Here are a few benchmarks. VCPU and TCPU are shown first, followed by I/O
count and elapsed time. The I/O figures come from VM/ESA's CP IND USER,
and should be taken with a grain of salt given that they include both
disk and terminal I/O. In addition, it is unclear how spool I/O is
accounted for depending on the use of SIO vs diag X'14'.
A much better measurement of I/O savings is to look at the elapsed time -
it is I/O, not CPU contention, which makes the mailer wait. Note that the
accuracy of the elapsed time is 1 second only. MAILER is V2.08, and,
except for test number 6, all incoming files are in BSMTP format.
<1> Local delivery of 20 small files.
MAILER: 1.12/3.19 I/O=322 Elapsed: 23 sec
LMail: 0.50/1.04 I/O= 60 Elapsed: 4 sec
<2> Same as 1, but the files are forwarded via BSMTP to another mailer.
MAILER: 1.06/3.15 I/O=322 Elapsed: 22 sec
LMail: 0.58/1.43 I/O= 80 Elapsed: 5 sec
<3> One file to forward to 20 recipients via BSMTP.
MAILER: 0.36/1.22 I/O= 70 Elapsed: 5 sec
LMail: 0.15/0.55 I/O= 26 Elapsed: 2 sec
<4> One 10k records file, locally delivered.

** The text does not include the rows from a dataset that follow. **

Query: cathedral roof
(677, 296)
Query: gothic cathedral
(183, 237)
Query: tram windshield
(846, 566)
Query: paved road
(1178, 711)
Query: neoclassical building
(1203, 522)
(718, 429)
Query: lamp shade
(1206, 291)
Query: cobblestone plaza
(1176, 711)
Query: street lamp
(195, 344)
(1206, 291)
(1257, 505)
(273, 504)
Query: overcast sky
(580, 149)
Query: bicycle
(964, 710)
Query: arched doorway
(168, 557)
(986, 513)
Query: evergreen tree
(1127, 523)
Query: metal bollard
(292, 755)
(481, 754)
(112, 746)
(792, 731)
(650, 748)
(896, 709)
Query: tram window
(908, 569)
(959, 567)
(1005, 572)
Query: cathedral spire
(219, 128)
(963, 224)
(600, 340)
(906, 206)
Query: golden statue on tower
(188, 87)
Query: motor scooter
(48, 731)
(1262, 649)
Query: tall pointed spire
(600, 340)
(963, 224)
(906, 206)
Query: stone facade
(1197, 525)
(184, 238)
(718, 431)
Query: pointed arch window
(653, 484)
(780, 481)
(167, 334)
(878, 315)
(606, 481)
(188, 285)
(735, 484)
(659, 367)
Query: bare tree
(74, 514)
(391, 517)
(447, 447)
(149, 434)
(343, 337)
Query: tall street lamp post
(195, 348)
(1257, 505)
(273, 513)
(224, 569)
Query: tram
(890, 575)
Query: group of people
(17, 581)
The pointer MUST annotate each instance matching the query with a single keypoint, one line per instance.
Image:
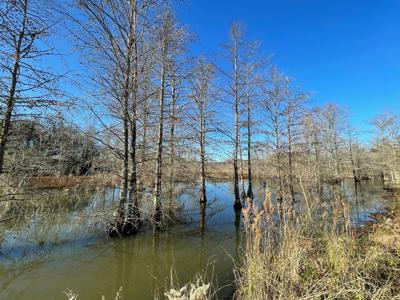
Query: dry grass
(54, 182)
(307, 259)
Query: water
(44, 254)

MAILER: 15.69/32.79 I/O= 27 Elapsed: 50 sec
LMail: 0.67/ 2.64 I/O= 4 Elapsed: 7 sec
<6> Same as test 2, but the files are submitted without BSMTP headers.

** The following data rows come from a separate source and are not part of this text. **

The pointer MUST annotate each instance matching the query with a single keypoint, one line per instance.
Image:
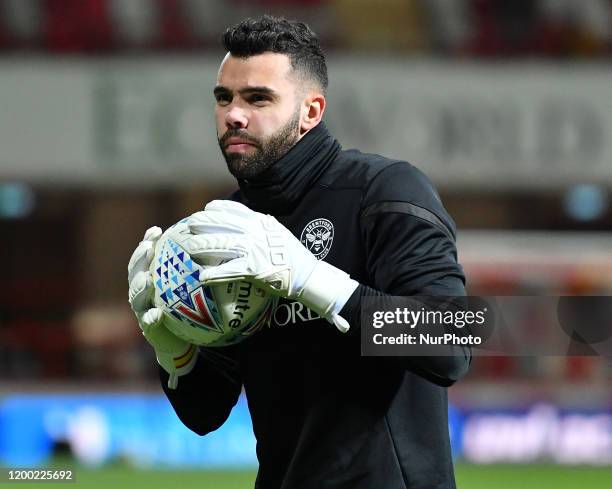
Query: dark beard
(266, 152)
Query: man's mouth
(238, 144)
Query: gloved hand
(263, 250)
(176, 356)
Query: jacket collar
(282, 185)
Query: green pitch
(468, 477)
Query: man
(323, 416)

MAILER: 0.41/2.00 I/O= 62 Elapsed: 8 sec
LMail: 0.49/1.27 I/O= 60 Elapsed: 5 sec
Test <2> - test <6>
MAILER: 0.65/1.15 I/O=260 Elapsed: 14 sec
LMail: 0.09/0.16 I/O= 20 Elapsed: 0 sec
Note that the extra LMail I/O count is due to an additional message per
file. For LMail, the difference is less than 0.01 TCPU per file, whereas
with MAILER the BSMTP exit generates an enormous amount of extra I/O and
costs another 0.7 second of wall-clock time per message.